In a new report, “Financial Shocks Put Retirement Security at Risk,” The Pew Charitable Trusts examined whether financial setbacks cause people to tap into their retirement savings. Based on a survey of 5,661 households, Pew found that, in the past year, 13% of people who had experienced a financial shock drew from their retirement savings.
When all survey respondents were asked how they would handle an unexpected financial burden, 78% said they would turn to their savings accounts, 49% said they would use their credit cards, and 25% said they would draw down money from their retirement account. Over the span of their lifetime, more than half of households in the nation will experience some type of financial shock, Pew found.
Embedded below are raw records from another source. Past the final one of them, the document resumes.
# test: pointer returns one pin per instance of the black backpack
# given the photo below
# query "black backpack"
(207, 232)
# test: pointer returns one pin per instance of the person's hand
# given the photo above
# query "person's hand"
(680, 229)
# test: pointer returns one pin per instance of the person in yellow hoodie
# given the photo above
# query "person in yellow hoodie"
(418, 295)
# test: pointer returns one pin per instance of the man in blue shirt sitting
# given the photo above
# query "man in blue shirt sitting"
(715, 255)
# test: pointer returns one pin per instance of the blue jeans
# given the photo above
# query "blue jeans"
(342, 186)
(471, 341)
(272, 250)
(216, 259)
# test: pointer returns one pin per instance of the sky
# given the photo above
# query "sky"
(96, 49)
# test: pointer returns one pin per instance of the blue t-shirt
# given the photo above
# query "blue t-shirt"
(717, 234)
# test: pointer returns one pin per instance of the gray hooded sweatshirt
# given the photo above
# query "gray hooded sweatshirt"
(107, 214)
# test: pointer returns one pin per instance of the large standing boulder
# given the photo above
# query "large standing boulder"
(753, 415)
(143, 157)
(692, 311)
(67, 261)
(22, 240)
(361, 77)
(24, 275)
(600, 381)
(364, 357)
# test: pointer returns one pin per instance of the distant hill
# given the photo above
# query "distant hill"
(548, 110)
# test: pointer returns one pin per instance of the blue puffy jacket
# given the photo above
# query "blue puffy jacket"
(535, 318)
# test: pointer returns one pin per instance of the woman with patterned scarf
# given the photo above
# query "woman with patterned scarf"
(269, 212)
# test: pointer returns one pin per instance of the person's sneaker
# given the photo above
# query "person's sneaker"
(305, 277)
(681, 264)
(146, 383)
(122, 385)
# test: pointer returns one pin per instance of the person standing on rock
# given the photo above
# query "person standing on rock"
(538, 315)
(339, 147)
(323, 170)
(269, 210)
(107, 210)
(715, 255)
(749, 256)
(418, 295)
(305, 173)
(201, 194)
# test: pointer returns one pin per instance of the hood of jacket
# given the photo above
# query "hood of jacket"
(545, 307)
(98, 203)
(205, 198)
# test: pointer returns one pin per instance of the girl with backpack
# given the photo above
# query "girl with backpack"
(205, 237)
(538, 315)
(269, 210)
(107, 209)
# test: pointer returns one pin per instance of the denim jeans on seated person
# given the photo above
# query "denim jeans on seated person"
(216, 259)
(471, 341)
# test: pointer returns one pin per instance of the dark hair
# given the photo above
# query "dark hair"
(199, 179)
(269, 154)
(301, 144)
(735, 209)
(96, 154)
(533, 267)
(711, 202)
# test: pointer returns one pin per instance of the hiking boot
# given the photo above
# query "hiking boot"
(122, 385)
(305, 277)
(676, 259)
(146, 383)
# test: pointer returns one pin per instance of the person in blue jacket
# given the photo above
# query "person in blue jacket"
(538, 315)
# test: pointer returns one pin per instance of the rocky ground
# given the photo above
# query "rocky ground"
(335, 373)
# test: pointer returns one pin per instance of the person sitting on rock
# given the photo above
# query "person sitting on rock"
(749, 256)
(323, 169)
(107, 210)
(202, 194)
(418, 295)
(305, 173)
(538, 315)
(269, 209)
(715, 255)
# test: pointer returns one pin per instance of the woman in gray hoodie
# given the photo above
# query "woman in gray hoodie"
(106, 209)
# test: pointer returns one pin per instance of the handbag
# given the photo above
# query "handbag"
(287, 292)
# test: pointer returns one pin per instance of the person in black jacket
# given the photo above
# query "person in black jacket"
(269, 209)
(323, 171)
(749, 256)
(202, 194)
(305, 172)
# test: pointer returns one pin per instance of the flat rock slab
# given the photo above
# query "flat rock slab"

The organization notes that people who take money out of their retirement account before age 59 1/2 not only have to pay taxes on the withdrawals but a 10% early withdrawal penalty. In addition, those who take out loans are typically banned from contributing to their retirement account over the life of the loan, and sometimes for an additional six months after it is paid off.
The median cost of financial shocks was $2,000. In years
when someone in the household was unemployed, got a pay cut or experienced a
marital change such as divorce, separation or a spouse’s death, the household
was more likely to experience someone drawing from his retirement account.
People with a college education or higher were less likely to borrow against their retirement account than those with only a high school degree.
“This research underscores earlier Pew studies that found many American families are under financial stress—experiencing medical, employment or other shocks, and having insufficient liquid resources to deal with them,” says Alison Shelton, senior officer of The Pew Charitable Trusts’ retirement savings project. “When families turn to their retirement accounts to deal with financial shocks, they can permanently lower their retirement savings.”